Plaintiff suffered injuries, the most serious being a severed tendon in her right ring finger. Orthopedic surgery became necessary after “conservative treatment” failed to bring the proper results. A tendon transplant was performed December 9, 1962, and plaintiff was hospitalized for a period of three days. The tendon graft failed to heal, and plaintiff was again hospitalized, this time from February 4, 1963, through February 9, 1963, for a bone fusion of the finger. It was during this period that the 100th day after the injury elapsed. However, before a year elapsed, plaintiff filed an action in the superior court seeking leave to file a late claim pursuant to former Government Code section 716.

Section 716 provided that leave to file a claim with a public agency after 100 days was contingent upon, first, whether the entity against which the claim was presented had been unduly prejudiced by the delay and, second, whether under subdivision (b) “Claimant was physically or mentally incapacitated during all of such time and by reason of such disability failed to present a claim during such time. ”

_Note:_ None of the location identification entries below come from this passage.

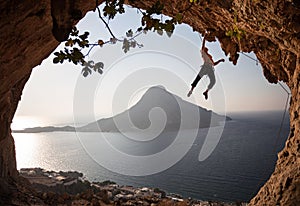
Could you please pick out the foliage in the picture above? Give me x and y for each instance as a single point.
(77, 43)
(73, 54)
(235, 32)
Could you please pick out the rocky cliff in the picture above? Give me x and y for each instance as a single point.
(31, 30)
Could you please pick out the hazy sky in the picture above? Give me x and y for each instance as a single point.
(173, 62)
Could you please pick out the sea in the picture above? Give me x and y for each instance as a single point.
(240, 163)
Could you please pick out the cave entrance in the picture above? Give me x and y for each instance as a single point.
(243, 159)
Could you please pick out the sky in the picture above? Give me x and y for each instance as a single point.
(58, 93)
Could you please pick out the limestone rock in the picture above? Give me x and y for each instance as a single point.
(29, 30)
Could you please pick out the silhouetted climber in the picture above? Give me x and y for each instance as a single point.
(206, 69)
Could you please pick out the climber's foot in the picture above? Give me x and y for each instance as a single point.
(205, 94)
(190, 93)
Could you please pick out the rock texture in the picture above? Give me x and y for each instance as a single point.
(30, 30)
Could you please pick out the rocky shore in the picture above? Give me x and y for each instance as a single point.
(41, 187)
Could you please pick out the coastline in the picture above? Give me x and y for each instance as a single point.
(71, 188)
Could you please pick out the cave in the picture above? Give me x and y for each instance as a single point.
(31, 30)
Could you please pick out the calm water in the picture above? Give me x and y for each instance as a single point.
(241, 163)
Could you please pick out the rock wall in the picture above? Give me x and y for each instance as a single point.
(30, 30)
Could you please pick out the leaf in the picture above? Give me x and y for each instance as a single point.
(179, 17)
(86, 71)
(99, 65)
(113, 40)
(55, 60)
(169, 34)
(160, 32)
(126, 45)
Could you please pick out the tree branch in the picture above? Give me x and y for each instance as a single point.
(106, 24)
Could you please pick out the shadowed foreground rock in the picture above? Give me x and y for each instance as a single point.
(29, 29)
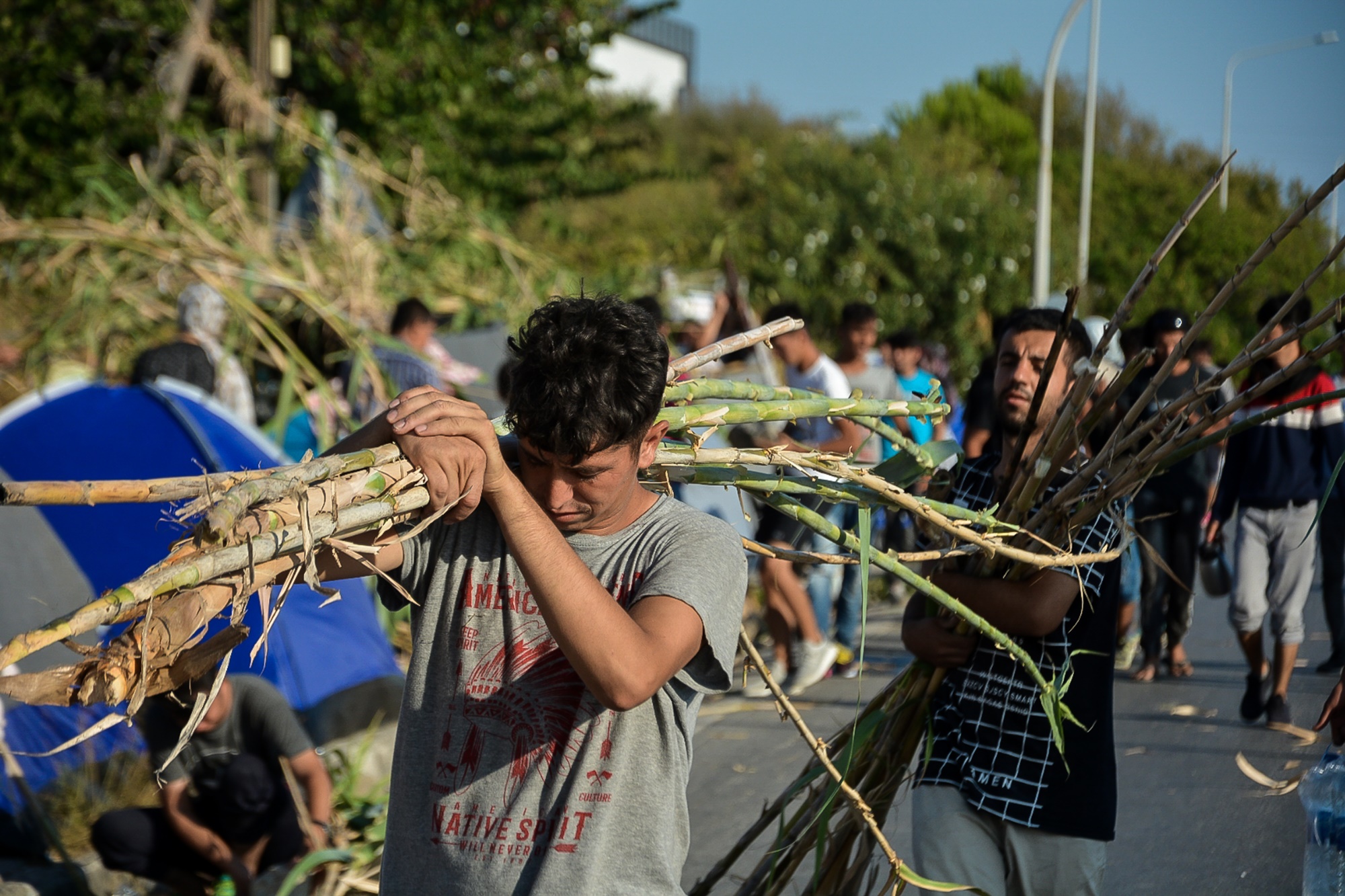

The trial court decided the matter according to the requirements delineated in former section 716, and held that plaintiff had not been physically or mentally incapacitated within the purview of subdivision (b). The ruling of the trial court accords with the holding of Pope v. County of Riverside, 219 Cal.App.2d 649 [33 Cal.Rptr. 491] decided upon comparable facts.

We need not concern ourselves with whether, as urged by plaintiff, the court might have interpreted the code section more liberally in view of the underlying principles expressed in Thompson v. County of Fresno, 59 Cal.2d 686 [31 Cal. Rptr. 44, 381 P.2d 924]; Gonzales v. County of Merced, 214 Cal.App.2d 761 [29 Cal.Rptr. 675]; and O’Brien v. City of Santa Monica, 220 Cal.App.2d 67 [33 Cal.Rptr. 770] be *133 cause in 1963 the Legislature amended the statutes regulating notice to public entities of claims against them. Section 716 was reenacted as section 912 of Government Code and amended to provide that leave should be granted to file a claim after the expiration of 100 days in the event that: “(b) ... (1) The failure to present the claim was through mistake, inadvertence, surprise or excusable neglect unless the public entity against which the claim is made establishes that it would be prejudiced if leave to present the claim were granted;... ”

We believe plaintiff comes within the wording of the foregoing language. In the first place, the school district had full knowledge of the accident. In fact, the school principal called plaintiff and suggested that she interview the school district's insurance adjuster or insurance broker about the accident. This suggestion was made to plaintiff before the 100-day period within which to file a claim had elapsed. Clearly, defendant school district had full knowledge of the accident and that plaintiff had been injured, so it was in no way prejudiced by the failure of plaintiff to file the claim. The trial court was satisfied of this, as is evidenced by the following note appended to its order denying plaintiff’s petition: “The Court makes this decision most reluctantly; and feels that the present law requiring the filing of a claim against a public entity serves no good purpose, at least when actual notice to the entity is shown, as in this case;... ”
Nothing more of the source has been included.